The punishment in this case would be governed by the provisions of Section 7 as it stood prior to the amendment. Having considered the case from all aspects I am satisfied that it is a fit case where it is not necessary that there should be a sentence of imprisonment. A substantial sentence of fine would meet the ends of justice. I would accordingly, while setting aside the sentence of imprisonment of the Petitioner No. 1, sentence him to a fine of Rs. 1000/- (One thousand).

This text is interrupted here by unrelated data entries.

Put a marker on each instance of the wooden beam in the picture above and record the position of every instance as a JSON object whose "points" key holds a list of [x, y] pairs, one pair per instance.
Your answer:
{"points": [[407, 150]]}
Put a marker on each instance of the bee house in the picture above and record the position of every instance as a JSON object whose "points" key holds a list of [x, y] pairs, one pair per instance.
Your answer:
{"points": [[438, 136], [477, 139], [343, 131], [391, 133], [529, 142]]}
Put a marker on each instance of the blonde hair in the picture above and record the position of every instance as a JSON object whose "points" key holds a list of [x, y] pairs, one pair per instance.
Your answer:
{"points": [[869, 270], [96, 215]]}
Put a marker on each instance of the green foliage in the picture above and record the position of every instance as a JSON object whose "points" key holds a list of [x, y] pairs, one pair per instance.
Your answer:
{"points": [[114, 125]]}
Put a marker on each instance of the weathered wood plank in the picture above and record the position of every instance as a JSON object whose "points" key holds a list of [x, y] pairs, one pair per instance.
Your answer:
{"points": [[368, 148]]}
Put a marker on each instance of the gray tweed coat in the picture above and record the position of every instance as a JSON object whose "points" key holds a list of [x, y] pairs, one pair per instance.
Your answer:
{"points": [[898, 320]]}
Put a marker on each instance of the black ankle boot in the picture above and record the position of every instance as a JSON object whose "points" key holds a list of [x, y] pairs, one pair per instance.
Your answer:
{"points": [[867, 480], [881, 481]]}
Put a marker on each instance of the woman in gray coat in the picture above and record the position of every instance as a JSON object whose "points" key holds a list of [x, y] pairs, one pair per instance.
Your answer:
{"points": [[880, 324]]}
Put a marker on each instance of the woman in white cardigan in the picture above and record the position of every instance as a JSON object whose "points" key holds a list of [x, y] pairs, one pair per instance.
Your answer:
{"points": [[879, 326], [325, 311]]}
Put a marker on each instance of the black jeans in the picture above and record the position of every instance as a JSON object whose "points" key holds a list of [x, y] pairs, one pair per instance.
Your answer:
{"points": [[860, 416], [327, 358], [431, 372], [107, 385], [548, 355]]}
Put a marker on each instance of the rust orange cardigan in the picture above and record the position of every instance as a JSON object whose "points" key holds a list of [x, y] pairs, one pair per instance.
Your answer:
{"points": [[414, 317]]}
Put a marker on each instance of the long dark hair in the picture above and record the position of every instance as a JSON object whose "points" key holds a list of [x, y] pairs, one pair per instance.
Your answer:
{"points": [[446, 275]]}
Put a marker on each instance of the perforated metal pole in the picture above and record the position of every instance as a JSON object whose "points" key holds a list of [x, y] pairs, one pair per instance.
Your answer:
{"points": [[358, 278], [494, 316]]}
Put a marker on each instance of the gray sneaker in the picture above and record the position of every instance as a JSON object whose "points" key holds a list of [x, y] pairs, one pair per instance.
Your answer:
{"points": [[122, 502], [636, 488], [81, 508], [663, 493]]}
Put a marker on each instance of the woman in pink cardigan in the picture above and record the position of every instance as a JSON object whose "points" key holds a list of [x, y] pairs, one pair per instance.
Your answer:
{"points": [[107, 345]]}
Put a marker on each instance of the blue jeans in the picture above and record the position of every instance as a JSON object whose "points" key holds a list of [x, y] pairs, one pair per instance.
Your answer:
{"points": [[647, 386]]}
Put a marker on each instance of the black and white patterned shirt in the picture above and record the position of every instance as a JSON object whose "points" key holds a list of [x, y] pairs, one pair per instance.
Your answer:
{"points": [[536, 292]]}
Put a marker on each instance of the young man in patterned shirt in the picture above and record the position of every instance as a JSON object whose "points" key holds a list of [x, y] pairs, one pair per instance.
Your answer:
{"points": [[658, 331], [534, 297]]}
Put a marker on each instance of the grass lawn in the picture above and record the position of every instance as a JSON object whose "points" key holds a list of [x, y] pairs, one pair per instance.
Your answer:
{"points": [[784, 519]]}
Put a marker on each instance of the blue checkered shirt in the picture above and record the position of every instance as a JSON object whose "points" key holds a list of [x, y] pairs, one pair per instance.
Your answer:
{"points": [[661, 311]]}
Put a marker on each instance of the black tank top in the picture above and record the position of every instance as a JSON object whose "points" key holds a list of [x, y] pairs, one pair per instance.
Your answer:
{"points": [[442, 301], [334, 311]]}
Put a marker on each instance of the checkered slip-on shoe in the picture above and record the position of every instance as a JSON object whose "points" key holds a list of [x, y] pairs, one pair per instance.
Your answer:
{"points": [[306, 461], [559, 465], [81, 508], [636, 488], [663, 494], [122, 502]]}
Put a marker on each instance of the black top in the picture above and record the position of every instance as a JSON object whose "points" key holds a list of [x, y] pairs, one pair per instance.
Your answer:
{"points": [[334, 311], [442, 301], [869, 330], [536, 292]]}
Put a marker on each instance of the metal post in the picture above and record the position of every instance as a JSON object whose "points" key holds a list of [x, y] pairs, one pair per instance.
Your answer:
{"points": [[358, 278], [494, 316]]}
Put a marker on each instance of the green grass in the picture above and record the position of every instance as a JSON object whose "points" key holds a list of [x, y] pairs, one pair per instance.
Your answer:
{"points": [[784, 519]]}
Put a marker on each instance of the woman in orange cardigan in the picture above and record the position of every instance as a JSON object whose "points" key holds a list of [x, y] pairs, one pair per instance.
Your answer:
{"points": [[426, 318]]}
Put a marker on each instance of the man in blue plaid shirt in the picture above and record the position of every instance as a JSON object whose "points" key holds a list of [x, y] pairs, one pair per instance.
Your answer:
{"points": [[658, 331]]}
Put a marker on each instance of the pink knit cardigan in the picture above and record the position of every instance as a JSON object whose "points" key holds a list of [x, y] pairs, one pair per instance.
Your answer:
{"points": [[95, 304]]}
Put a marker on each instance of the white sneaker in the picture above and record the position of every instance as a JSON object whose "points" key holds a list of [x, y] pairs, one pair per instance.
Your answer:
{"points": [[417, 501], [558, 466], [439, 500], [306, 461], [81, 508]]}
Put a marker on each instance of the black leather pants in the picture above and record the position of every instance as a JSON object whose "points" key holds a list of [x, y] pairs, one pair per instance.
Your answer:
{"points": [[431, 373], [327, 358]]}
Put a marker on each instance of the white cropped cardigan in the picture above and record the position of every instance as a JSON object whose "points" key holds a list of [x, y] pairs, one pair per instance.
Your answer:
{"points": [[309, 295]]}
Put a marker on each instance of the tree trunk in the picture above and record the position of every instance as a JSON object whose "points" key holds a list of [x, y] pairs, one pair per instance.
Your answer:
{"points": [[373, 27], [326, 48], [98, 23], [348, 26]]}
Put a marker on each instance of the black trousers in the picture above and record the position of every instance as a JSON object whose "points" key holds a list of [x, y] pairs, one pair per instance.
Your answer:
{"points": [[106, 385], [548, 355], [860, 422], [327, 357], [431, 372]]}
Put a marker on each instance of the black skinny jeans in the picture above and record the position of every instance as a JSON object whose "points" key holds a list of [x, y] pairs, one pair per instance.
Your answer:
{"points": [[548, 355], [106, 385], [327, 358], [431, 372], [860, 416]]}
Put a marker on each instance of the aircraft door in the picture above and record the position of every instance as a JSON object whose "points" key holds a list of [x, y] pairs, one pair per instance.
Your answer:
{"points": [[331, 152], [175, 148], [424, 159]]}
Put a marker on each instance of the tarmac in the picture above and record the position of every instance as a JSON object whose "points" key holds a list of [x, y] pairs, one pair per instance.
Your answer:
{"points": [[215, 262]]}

In default he would suffer three months R.I. Taking into consideration the fine imposed by me I do not think it necessary to sustain the order of forfeiture of the goods. Et. 9 shows that the goods in question have already been returned to the Petitioner No. 2, who has now been acquitted. I would accordingly set aside the order of forfeiture of the goods. The undertaking given by the Petitioner No. 2 that he would return to the Court the commodity stands cancelled. The revision is allowed in part.